I have a general rule when it comes to mail. If it's from UPS or FedEx, it's good news. If it's from the U.S. Postal Service, it's either bad news or a waste of time. I don't even want to look at it.
So planned elimination of Saturday mail delivery doesn't bother me one bit. As far as I'm concerned, it solves one-sixth of my mail problem. But that's just me.
Most Americans like getting mail, but they also agree that eliminating Saturday delivery is a good idea. Seventy percent said they favor ending weekend delivery to save the foundering USPS from bankruptcy in a recent New York Times/CBS News poll.
But even so, it took Patrick R. Donahoe, the blunt-talking Postmaster General, to find a loophole in the law large enough to act unilaterally on Saturday delivery. Donahoe has been asking -- begging -- Congress for years to give him the authority to halt service that day. And with good reason. The USPS is losing money hand-over-fist. Last year alone it lost $15.6 billion, and its deficits will exceed $20 billion per year beginning in 2016, according to current estimates. Cutting Saturday mail delivery is expected to save $2 billion per year. It won't save the Post Office, but it's a start.
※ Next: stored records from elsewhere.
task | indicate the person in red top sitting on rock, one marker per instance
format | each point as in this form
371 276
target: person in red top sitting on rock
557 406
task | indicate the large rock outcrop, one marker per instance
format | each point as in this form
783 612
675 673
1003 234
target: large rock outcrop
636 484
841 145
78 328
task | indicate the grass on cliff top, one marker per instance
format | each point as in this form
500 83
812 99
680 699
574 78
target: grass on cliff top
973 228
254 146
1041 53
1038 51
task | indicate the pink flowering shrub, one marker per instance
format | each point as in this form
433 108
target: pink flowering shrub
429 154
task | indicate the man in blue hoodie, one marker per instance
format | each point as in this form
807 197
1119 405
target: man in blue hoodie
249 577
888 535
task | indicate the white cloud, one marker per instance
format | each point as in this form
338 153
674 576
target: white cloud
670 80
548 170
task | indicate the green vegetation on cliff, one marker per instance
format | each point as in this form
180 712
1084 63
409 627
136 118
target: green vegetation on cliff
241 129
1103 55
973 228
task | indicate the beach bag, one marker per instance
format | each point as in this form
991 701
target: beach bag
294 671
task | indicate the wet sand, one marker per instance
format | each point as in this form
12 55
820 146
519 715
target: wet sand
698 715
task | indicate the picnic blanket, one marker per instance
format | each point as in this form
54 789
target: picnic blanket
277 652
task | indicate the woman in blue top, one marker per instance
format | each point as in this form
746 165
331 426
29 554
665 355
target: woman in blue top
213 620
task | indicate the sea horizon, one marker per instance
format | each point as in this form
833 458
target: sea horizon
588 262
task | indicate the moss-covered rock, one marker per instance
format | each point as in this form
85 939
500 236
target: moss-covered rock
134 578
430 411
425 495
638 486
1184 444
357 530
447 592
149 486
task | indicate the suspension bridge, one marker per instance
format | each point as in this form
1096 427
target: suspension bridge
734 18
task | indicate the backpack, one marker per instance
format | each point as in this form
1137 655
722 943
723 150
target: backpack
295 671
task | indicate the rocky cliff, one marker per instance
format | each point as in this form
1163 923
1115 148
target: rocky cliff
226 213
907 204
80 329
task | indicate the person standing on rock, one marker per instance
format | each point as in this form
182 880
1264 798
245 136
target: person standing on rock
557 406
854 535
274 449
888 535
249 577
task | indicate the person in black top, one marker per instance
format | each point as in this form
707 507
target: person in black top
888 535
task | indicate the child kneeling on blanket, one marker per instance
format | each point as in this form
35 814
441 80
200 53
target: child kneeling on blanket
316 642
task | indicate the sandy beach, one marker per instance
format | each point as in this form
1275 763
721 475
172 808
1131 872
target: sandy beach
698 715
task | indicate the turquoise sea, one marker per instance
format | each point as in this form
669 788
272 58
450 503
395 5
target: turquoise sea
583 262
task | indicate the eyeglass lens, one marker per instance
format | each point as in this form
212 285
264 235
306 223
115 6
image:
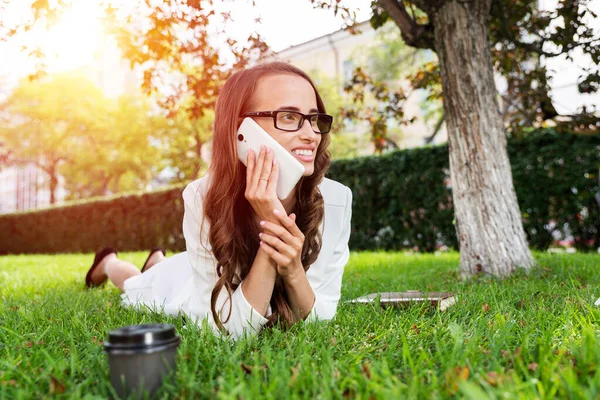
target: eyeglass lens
291 121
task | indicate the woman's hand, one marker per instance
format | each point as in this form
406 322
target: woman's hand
261 184
283 242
Congress now has to decide whether it will challenge Donahoe's end-around play. The House and Senate don't like their powers circumvented, but more than that, their members relish opportunities to grandstand before voters. This is an opportunity to do just that to the 30 percent who still want six-day mail, and the audience who will be listening most keenly -- senior citizens who most favor continued Saturday mail -- also happen to be the most reliable voters.
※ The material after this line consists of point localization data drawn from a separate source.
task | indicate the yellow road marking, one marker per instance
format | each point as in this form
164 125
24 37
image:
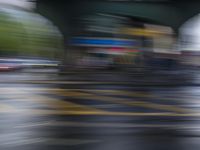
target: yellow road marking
124 101
56 103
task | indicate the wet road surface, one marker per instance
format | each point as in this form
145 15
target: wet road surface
96 112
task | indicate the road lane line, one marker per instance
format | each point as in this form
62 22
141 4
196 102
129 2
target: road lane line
124 101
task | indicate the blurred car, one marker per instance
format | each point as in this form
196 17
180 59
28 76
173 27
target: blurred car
9 65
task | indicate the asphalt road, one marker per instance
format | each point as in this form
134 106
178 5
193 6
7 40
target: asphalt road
98 111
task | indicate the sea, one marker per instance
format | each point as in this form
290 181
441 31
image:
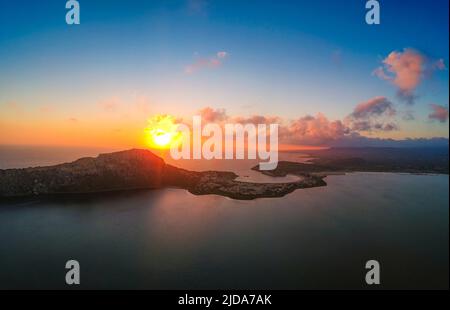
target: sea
317 238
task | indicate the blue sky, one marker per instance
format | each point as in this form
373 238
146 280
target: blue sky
286 58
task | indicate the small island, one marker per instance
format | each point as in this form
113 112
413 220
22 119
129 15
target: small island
141 169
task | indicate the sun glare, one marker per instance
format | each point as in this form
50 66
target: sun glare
161 131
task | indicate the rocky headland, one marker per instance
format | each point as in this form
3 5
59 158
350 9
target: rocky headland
137 169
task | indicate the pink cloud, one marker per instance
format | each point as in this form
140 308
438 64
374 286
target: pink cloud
315 130
406 70
210 115
439 113
375 106
376 114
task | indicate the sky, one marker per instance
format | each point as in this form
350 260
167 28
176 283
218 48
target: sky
315 66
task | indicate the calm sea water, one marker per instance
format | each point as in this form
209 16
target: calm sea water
171 239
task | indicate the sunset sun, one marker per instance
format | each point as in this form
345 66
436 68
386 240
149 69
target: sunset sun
161 132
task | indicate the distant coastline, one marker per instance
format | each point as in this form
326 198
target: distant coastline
141 169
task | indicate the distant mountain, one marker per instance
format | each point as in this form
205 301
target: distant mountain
134 169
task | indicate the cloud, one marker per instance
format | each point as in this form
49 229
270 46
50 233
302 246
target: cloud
207 63
210 115
110 105
376 114
375 106
439 113
406 70
313 130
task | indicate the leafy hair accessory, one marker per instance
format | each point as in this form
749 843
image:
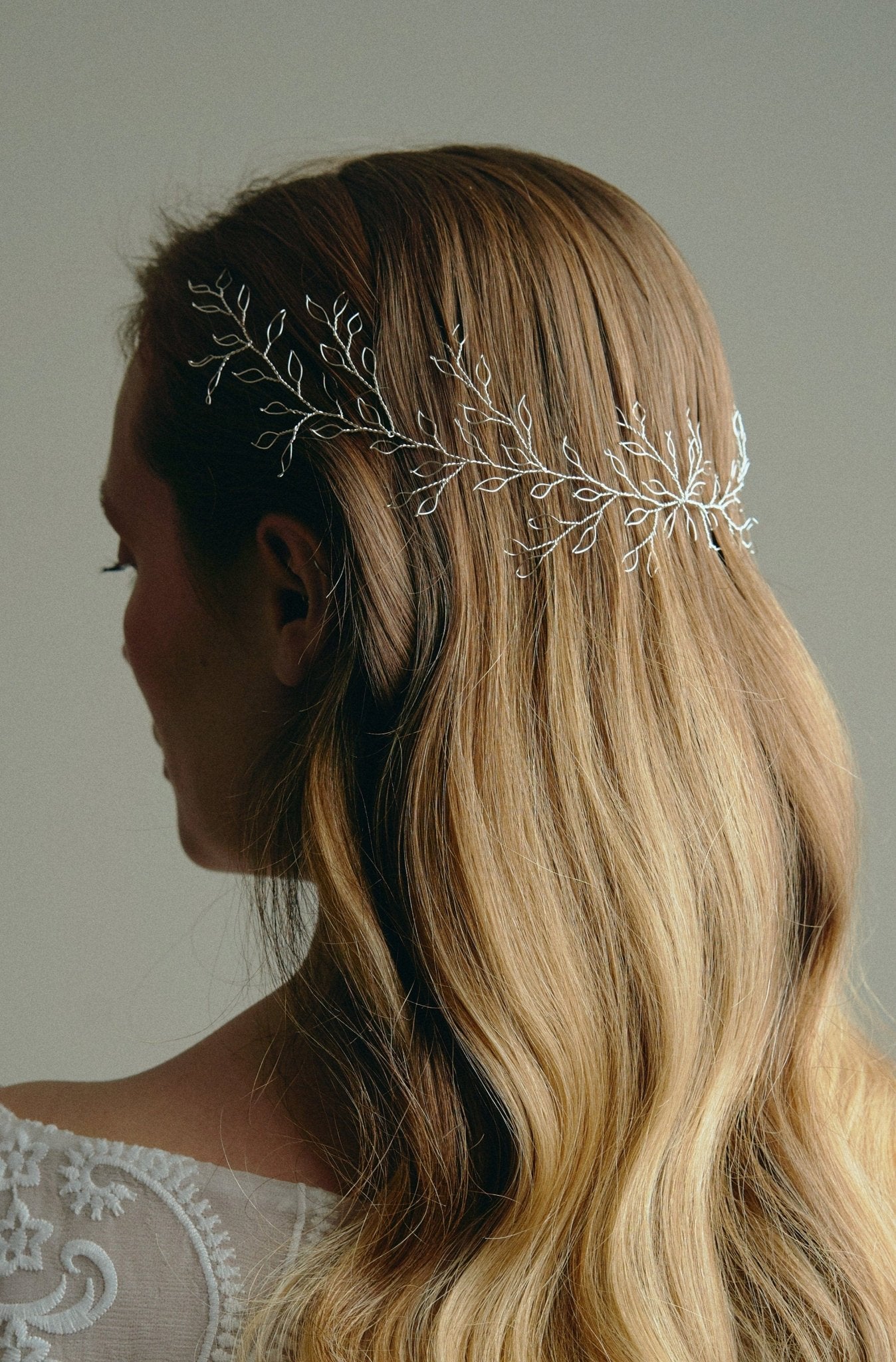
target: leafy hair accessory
653 503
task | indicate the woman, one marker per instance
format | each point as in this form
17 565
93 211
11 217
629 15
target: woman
429 469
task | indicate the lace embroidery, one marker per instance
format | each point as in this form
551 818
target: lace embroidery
166 1176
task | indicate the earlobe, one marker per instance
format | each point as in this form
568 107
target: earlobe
298 593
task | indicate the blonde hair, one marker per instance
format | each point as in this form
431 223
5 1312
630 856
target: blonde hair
584 843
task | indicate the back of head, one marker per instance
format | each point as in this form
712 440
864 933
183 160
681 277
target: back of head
576 803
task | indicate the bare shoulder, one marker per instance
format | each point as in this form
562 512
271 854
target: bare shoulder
207 1102
71 1107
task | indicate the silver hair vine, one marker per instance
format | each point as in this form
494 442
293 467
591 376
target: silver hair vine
651 503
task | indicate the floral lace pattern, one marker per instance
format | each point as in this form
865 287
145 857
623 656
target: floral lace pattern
90 1182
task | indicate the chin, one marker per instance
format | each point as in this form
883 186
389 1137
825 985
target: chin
203 852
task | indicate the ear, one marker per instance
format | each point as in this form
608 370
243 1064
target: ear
296 579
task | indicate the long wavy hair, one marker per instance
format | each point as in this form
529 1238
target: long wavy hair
584 839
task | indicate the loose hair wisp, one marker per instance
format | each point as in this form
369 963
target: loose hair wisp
584 841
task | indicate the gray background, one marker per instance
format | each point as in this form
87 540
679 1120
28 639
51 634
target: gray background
760 135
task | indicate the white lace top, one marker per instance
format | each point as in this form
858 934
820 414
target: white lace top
114 1252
Keep an eye out for the grandstanders. They'll be the ones proposing schemes to save Saturday mail, like allowing the USPS to stop putting money aside for employee pension costs, thus making matters worse in the long-term. They'll be the first members of Congress who need to be shown the door in 2014.
Conservative columnist George Will wrote a brilliant piece this week on U.S. debt and deficits, citing the work of recently deceased Nobel Laureate James Buchanan. Buchanan argued in his "public choice" theory of government that elected leaders are subject to the very same forces of self interest that private sector leaders are. That is, politicians may talk an altruistic game, but at the end of the day, they tend to look out for themselves, just as we all do. Forty years after Buchanan developed his groundbreaking school of thought, the notion is practically axiomatic. We all look at our members of Congress a little cockeyed. The average voter approval rating of Congress hovers at around 15 percent.
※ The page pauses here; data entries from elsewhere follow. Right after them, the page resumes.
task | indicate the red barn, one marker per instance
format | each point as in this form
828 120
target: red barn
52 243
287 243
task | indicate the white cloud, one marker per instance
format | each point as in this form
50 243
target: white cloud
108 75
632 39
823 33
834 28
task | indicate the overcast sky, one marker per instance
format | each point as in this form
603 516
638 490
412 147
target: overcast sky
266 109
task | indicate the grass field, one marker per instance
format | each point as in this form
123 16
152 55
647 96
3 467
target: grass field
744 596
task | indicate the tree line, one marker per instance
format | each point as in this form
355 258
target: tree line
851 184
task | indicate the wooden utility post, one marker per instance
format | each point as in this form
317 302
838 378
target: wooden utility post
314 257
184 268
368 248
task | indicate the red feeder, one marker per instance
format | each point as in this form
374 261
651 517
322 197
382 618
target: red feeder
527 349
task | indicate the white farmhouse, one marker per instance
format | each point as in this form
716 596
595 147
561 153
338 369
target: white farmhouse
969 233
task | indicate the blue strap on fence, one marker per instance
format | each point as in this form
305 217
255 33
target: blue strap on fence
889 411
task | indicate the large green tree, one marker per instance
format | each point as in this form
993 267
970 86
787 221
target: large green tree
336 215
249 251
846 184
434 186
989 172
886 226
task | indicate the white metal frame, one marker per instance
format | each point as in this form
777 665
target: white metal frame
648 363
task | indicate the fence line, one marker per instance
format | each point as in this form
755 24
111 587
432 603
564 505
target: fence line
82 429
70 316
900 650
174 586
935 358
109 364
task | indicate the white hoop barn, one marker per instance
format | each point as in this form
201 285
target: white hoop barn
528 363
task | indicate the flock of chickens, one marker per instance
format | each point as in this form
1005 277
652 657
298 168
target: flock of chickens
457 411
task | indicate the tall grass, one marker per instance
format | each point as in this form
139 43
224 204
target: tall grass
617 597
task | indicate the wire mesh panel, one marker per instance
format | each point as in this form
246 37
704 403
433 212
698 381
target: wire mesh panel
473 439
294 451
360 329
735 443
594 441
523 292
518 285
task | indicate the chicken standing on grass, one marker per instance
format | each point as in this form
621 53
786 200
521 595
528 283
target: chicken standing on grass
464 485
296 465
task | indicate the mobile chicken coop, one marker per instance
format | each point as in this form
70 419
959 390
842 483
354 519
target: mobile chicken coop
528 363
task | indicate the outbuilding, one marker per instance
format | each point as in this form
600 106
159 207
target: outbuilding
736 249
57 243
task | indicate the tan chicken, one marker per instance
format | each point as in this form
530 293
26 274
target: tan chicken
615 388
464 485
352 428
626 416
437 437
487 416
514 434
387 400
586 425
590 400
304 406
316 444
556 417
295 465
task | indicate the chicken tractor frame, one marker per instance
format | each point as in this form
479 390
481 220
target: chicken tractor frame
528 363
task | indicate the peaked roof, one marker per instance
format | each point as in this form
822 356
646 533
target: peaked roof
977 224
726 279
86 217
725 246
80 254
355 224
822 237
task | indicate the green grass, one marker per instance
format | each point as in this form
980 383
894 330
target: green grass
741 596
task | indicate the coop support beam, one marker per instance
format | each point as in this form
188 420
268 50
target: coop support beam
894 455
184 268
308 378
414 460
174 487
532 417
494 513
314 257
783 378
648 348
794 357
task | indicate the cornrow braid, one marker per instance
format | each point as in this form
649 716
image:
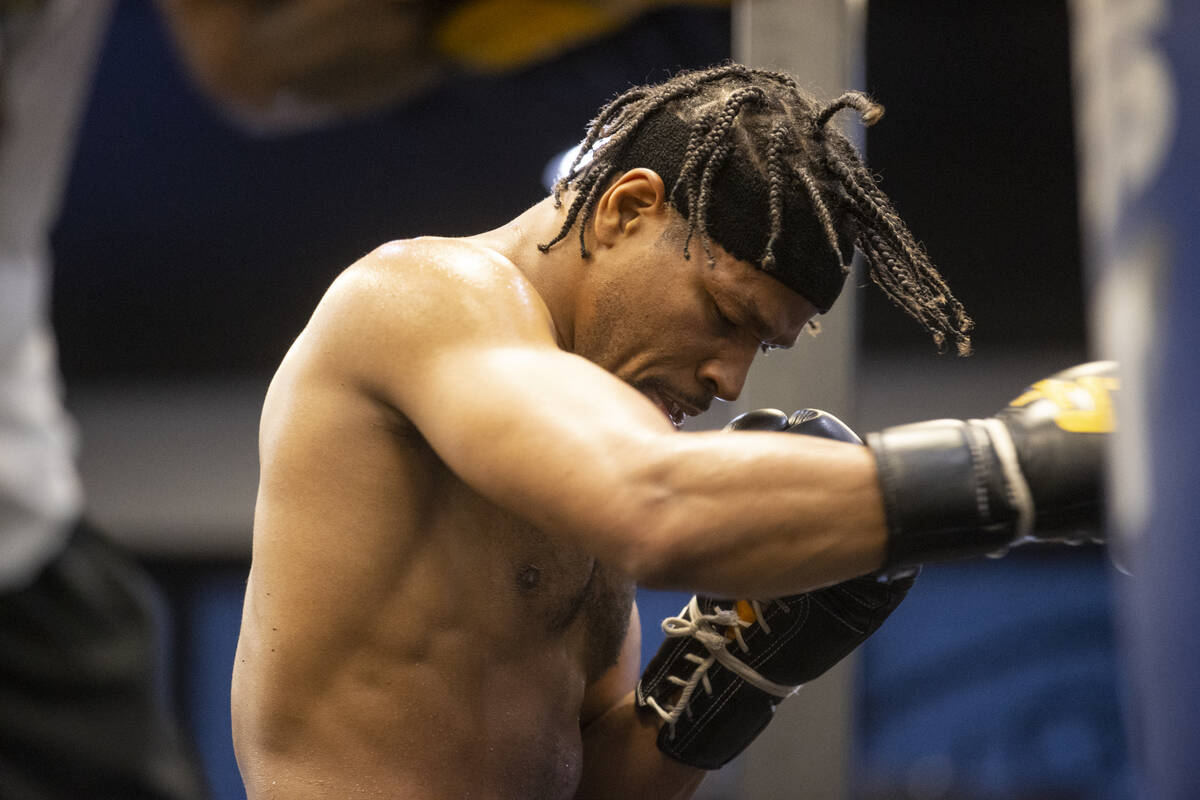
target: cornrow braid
753 163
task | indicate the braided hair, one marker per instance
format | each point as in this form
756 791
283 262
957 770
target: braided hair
750 160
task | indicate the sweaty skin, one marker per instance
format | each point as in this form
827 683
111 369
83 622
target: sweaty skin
467 463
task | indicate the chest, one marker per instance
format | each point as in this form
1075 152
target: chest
555 588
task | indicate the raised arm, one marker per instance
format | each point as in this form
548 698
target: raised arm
457 342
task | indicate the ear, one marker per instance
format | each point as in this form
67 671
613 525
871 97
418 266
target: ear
628 205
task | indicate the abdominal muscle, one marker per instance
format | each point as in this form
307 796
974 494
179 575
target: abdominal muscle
388 647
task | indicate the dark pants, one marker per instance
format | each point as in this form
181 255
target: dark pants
82 713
Constant gridlock in Washington at a time when hard choices have to be made is a chief reason for our attitudes about Congress. If 70 percent of Americans are OK with ending Saturday mail delivery and members of Congress are still too chicken to act, what does that say about the real things that need to be done to address our dangerous federal deficits? If the Washington politicians are too afraid to eliminate one day of mail, how are they ever going to raise the retirement age for Social Security or rein in Medicare costs, as must be done to save those programs?
Too bad we don't have 100 Patrick Donahoes in Washington.
William F. B. O'Reilly is a Newsday columnist and a Republican political consultant.